Mandy Turner is Professor of Conflict, Peace and Humanitarian Affairs and Deputy Director of the Humanitarian and Conflict Response Institute (HCRI) at the University of Manchester, UK. Before joining the HCRI in January 2020, Mandy was the Director of the Kenyon Institute, the British Academy research centre in East Jerusalem for eight years. Her research focuses on the politics of international intervention, the political economy of development in war-torn societies, and the Israel-Palestine conflict.
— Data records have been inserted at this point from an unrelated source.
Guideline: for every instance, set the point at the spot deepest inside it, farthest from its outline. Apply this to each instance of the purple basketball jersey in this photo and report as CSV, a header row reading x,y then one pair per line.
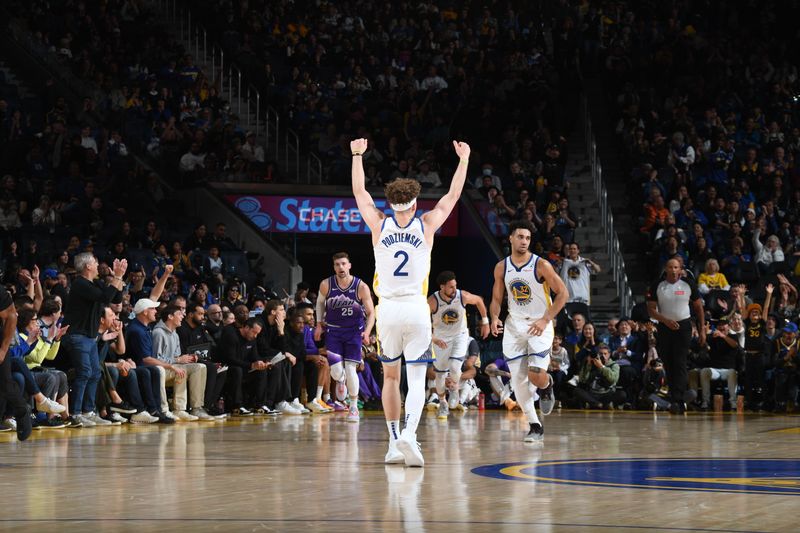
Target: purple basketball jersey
x,y
343,309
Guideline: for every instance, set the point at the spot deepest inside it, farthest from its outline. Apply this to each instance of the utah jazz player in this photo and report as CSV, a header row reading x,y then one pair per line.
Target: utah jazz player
x,y
450,334
528,331
402,245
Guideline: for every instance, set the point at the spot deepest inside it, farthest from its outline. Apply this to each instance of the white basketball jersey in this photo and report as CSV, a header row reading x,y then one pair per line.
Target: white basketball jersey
x,y
576,276
402,260
450,318
527,297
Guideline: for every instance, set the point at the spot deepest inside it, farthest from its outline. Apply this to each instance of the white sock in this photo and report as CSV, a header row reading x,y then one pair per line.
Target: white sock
x,y
394,430
351,377
440,379
497,385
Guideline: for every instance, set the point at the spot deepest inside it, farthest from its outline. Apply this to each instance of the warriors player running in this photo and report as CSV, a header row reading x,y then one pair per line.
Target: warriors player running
x,y
528,337
450,334
344,304
402,245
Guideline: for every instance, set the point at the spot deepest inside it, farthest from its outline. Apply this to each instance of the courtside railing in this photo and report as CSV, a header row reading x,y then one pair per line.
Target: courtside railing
x,y
244,98
607,217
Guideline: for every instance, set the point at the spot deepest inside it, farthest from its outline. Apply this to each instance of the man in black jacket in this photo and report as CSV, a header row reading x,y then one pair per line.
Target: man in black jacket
x,y
723,351
273,342
9,391
238,350
196,340
82,312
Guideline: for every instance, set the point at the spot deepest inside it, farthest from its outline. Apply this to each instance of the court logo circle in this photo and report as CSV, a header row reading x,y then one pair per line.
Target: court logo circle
x,y
733,475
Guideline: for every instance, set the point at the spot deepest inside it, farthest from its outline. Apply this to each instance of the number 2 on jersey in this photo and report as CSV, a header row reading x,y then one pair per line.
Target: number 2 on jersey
x,y
399,270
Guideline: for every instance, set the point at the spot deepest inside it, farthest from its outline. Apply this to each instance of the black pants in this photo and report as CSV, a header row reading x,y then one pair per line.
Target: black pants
x,y
256,388
629,380
215,382
279,384
673,349
754,377
149,380
233,388
10,395
785,385
308,370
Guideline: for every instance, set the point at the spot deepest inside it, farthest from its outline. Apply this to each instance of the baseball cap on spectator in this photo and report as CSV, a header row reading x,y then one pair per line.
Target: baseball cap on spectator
x,y
143,304
753,307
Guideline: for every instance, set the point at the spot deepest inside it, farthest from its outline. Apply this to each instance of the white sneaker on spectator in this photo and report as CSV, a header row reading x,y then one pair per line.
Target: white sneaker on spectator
x,y
393,456
433,402
353,415
287,408
299,406
144,418
84,420
315,408
116,419
412,452
49,406
97,419
201,414
184,416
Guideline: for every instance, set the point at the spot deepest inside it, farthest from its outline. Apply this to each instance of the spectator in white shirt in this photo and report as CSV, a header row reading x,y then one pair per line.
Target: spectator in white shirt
x,y
251,151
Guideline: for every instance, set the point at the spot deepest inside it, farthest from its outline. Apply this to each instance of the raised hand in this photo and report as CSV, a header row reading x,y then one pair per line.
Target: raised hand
x,y
462,149
358,146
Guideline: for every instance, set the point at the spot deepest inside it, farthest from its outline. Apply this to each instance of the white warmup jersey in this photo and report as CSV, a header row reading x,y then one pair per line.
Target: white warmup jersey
x,y
528,300
402,260
402,267
577,276
450,318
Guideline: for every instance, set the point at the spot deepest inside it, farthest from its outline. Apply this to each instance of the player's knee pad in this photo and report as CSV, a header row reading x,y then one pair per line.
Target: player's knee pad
x,y
337,372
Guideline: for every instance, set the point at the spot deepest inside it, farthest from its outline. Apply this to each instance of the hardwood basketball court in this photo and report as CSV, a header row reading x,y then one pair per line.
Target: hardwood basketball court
x,y
597,471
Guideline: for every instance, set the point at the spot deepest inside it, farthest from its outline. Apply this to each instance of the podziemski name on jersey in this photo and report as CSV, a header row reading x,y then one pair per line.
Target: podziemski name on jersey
x,y
450,317
396,238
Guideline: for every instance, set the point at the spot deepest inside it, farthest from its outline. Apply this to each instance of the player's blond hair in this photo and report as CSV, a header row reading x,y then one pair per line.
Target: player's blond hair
x,y
402,190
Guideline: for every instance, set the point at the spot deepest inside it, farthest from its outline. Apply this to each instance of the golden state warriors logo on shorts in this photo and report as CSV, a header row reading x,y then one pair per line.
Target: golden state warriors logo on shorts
x,y
573,272
748,476
449,317
520,291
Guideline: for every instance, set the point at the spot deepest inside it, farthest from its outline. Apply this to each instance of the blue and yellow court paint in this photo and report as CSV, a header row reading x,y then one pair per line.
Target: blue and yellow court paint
x,y
732,475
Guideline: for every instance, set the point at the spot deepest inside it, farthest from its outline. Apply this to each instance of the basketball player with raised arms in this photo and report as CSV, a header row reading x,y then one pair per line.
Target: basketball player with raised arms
x,y
402,245
344,305
528,330
450,334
Mandy has conducted research for the UN and several governments on issues related to conflict and development, and has published widely on these issues.

Her recent publications include:

“Behind the Big Blue Gate: the Kenyon Institute, a British Eccentricity in Sheikh Jarrah”, Jerusalem Quarterly. Issue 82 (2020).

From the River to the Sea: Palestine and Israel in the Shadow of ‘Peace’ (Lanham MD: Rowman and Littlefield, 2019).

The Politics of International Intervention: The Tyranny of Peace, co-edited with Florian P. Kühn (Abingdon: Routledge, 2016).   “Israel-Palestine After Oslo: Mapping Transformations and Alternatives in a Time of Deepening Crisis”, co-edited with Cherine Hussein, special issue of Conflict, Security & Development, 15:5, 2015.  

Decolonizing Palestinian Political Economy: De-development and Beyond, co-edited with Omar Shweiki (Basingstoke: PalgraveMacmillan, 2014).